I went back to the hotel and slept, soundly, in a real bed and air conditioning.
I decided that I needed a night in a hotel. There is camping on James Island State Park, which is just outside the city, but after the previous couple of nights, I wanted a real bed. The economy motels/hotels along route 17 into the city, where the cheapest hotels are to be found, were almost booked up. They also charged a lot. I ended up at a Hampton Inn and Suites, which charged as much for a room for one person as the others did (except Motel 6, which is in a league of its own, but that motel chain is the lowest of the low in more than just price). It was much nicer though. I definitely got more for more money, from a more comfortable bed, cleaner room, and free Wifi, to a nicer pool and breakfast. I decided to splurge and spend an extra night at the hotel and see more of Charleston and one of the plantations around it.

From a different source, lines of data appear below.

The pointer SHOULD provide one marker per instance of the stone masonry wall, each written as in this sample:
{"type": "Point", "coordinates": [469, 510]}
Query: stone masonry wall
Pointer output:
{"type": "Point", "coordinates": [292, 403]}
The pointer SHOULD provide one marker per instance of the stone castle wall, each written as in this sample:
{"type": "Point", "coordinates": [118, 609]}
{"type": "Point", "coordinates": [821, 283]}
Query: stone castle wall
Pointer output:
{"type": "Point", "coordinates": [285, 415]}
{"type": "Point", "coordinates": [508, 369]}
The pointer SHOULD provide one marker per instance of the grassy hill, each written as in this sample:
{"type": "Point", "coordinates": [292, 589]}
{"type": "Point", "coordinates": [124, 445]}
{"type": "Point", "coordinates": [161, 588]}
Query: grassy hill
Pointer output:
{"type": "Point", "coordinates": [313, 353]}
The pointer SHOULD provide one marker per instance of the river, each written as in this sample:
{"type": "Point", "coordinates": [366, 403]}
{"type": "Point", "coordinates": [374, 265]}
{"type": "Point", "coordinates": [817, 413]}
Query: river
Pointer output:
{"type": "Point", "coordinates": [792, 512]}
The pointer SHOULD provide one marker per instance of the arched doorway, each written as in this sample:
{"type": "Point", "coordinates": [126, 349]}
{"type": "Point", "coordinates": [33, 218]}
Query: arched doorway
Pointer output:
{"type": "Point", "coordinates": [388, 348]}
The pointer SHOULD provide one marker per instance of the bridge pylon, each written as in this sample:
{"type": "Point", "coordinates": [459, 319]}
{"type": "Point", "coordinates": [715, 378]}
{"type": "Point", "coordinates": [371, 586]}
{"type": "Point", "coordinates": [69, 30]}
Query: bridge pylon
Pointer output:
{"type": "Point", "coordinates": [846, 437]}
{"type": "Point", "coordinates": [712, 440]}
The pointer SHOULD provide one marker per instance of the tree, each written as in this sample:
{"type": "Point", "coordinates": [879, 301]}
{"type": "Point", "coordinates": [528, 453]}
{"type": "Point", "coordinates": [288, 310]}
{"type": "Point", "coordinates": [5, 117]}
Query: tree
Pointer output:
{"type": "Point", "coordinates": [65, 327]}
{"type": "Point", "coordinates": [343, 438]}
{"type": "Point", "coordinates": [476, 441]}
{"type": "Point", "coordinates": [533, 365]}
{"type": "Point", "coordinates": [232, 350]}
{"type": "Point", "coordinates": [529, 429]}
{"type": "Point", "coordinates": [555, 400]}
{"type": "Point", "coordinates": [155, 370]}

Charleston is an interesting city with a long history. I drove to the historic district and parked there. Since it was a Sunday, parking was free. I was near the Old Exchange and Provost Dungeon building, so I went inside. It was close to 4:00 p.m. by then, so I got in to the last tour through the dungeon part. The guide was dressed like Blackbeard, the pirate, whom he played in various other reenactments and parades. Blackbeard is part of the history of Charleston, though he was not captured and killed there (though Charleston leaders tried). The basement of the exchange includes part of the original half-moon battery from the original wall around old Charleston. Archaeological digs turned up that part of the wall under the exchange. The tour guide showed us part of it. We saw the walls where a large amount of gun powder was hidden from the British troops during the revolution, and staged figures that illustrate where Stede Bonnet, the 'gentleman pirate' and his men were imprisoned. Then we saw a section, also with mannequins, that showed where so many of the revolutionaries had been imprisoned there while the British held the city during the revolution. It was apparently a terrible imprisonment in incredibly close confines that must have smelled horrible. After the tour, I roamed around the upper floors, seeing the old building and many of the artifacts that were on display there, from articles of clothing that dated to the colonial period, to drawings and maps of the area and buildings up through the civil war. Then the exchange closed.
I wandered around the historic district looking at the old houses and buildings, including an old Huguenot church that is still in use. I also wandered along the park by the waterfront, which was very nice with fountains, green grass, park benches, and shady trees. I could see the grand Revenal bridge from there, along with the many boats using the harbor. I ate dinner at a the Griffon Pub, which had one dollar bills with names and message on them pasted all over the walls, beams, ceiling, and really anything that was a permanent surface. The bar served some good, local brews. It had a good black bean burger as an alternative for vegetarians (which I am - it is hard to get vegetarian food in the South, I have discovered.) I then drove back to the hotel, but first drove by the Citadel, which is on the other side of the city. It didn't look like much. (See photo, above.) It is the setting for Pat Conroy's book, The Lords of Discipline.
I went back to the hotel and slept, soundly, in a real bed and air conditioning.